1998: Massive search for missing man begins
Editor's Note: This is one of a series of articles about the history of the Sun Advocate and the county it covers as a newspaper. The article is being written from front page stories that appeared during each year in commemoration of the 120th anniversary of the newspaper's birth in 1891.
The filming of students using "chew" at Carbon High School in 1997 led to a legal case that spilled over into 1998. The KTVX reporter and the camera man who filmed the session allegedly had given the students the tobacco to illustrate the situation. The county brought charges against the pair in late 1997 concerning the incident as four counts of contributing to the delinquency of a minor. Originally five charges were dropped to four (because one of the students that they worked with was over 18) in January and a trial date for the television crew was set for April 1.
Another story that began in 1998 also made headlines in 1999 as well. In mid-January, Kenton David Goodwill was arrested for a second time on DUI in Carbon County. A former representative for the Utah State Attorney General's Office, Goodwill had been arrested in the fall of 1998 for the same thing when he was found in his car setting on railroad tracks which he had driven down apparently believing it was a road. In the January arrest. The second incident started when Goodwill was trying to contact a relative in Helper and went to the wrong house and pounded on the door of a Helper policeman. He was purportedly involved in holding his ex-wife hostage in Salt Lake County before he came to Carbon county and the police there were looking for him. At the time of his arrest weapons were found in his car in a parking lot, along with some drug paraphernalia.
Late January brought the arrest of two suspects in the City Market (now Fresh Market) armed robbery that had taken place in November of 1998. At the time a single masked gun man forced three employees to give him money at the courtesy counter in the store and then fled. Despite a search and police all over the county looking for the robber he was not found. However, in late January two suspects involved in the case were arrested in New Mexico. Based on reports the two were wanted in several robberies.
While complaints about Highway 6 and its unsafe conditions had gone of for years, 1998 was the year when organized activity to get things changed began. In 1997 the paper reported there had been 30 deaths recorded from vehicle accidents in the canyon alone. Ideas to make the canyon safer began to be put forward, including the ever-present idea to make the canyon a four lane highway all the way through the canyon from Spanish Fork to Price. Some suggested the way to pay for it would be to make it a toll road. Others worried that might make for less traffic and people not coming to Carbon and Emery County for tourism purposes.
A very wet year again brought concerns about flooding and also the landslide areas in Spanish Fork Canyon came under scrutiny once again. In April stream flows in some parts of the state were at 300 percent, but the wet month was downplayed by one weather official who said, "It's just April."
A local student at Carbon High School, Susie Morris, won high honors at the World Science Fair for her studies which showed that learning in older rats can be affected by the animals using a substitute sugar intake. The application of that information at the time was that people in their older years who take sugar substitutes could have their mental capacities affected. Morris won $8,000 from the Andrus Foundation for her efforts.

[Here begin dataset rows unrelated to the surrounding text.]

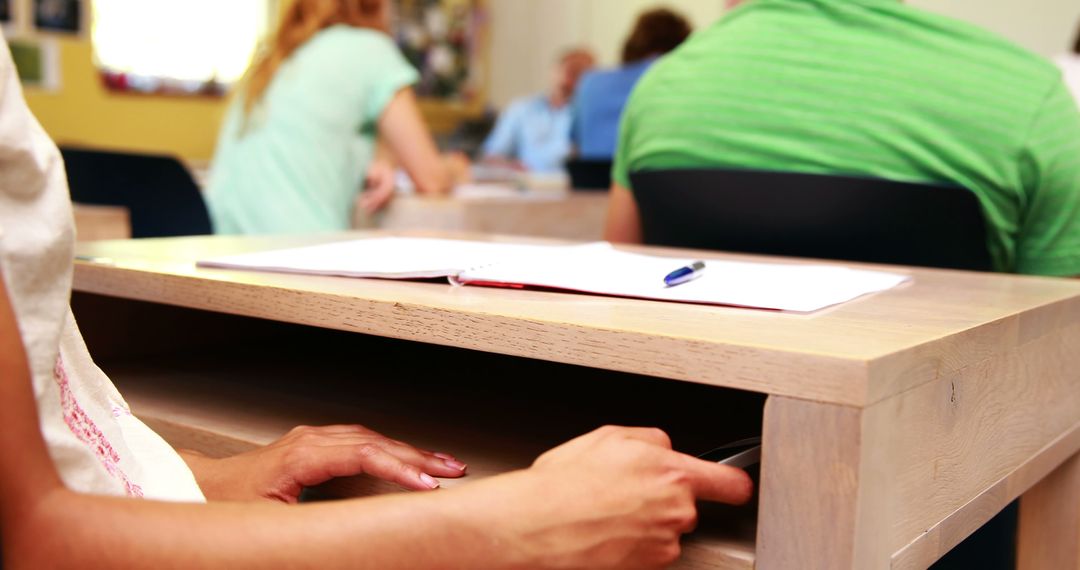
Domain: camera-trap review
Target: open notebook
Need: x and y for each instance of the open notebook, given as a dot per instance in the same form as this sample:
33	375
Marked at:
596	268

In October, boulders from the mountainside near the Peerless port of entry poured down on Highway 6. Twice during the same weekend two big rocks made their way down the mountain onto the roadway causing accidents. One was over 13 feet long and eight feet high, the other that came down the next day was almost the same size. While no one was injured a number of accidents were caused by the rocks which blocked at least part of the roadway.
The disappearance of Ryan Thayn of Wellington may have been the biggest story of 1998, in terms of exposure. The young man, a Seely Oil Company employee, came up missing on Nov. 5 while he was checking the company's gas wells near Mounds, just over the border of the Emery/Carbon county line. Thayn's truck was found abandoned at the scene. Jumper cables and two car batteries were lying on the ground near the vehicle. His coat, several knives and a wallet were found inside the truck. A large group of searchers began looking for the young man the next day. In the beginning the Emery County Sheriff's office approached the case as a possible homicide. In this case with it being so close to the county line, both county police agencies were involved in the investigation. Within a short period of time a $5,000 reward was offered for information leading to his whereabouts. For years after the case would pop up with possible leads and rumors of leads. It wasn't until June 6, 2008 that the case was settled when surveyors doing a biological study in the area around Mounds found Thayn's body wedged in a crevice.
After a study of the situation, authorities came to believe that he had most probably accidentally fallen into the crevice and couldn't get out. At the time it was revealed that that area had been searched extensively on horseback right after the disappearance, but that it was in a place that would have been hard to see and get into with a horse. The discovery of the body by the survey team was purely accidental.
At Thanksgiving time a fire broke out in the Willow Creek Mine in the Castle Gate area. All the workers in the mine were able to escape. The fire started behind the long wall machine that was being used to extract coal from the seam. The portals to the mine were sealed to cut off the oxygen to the fire. By the end of year the company was coming close to reclaiming the mine and reopening it for operations.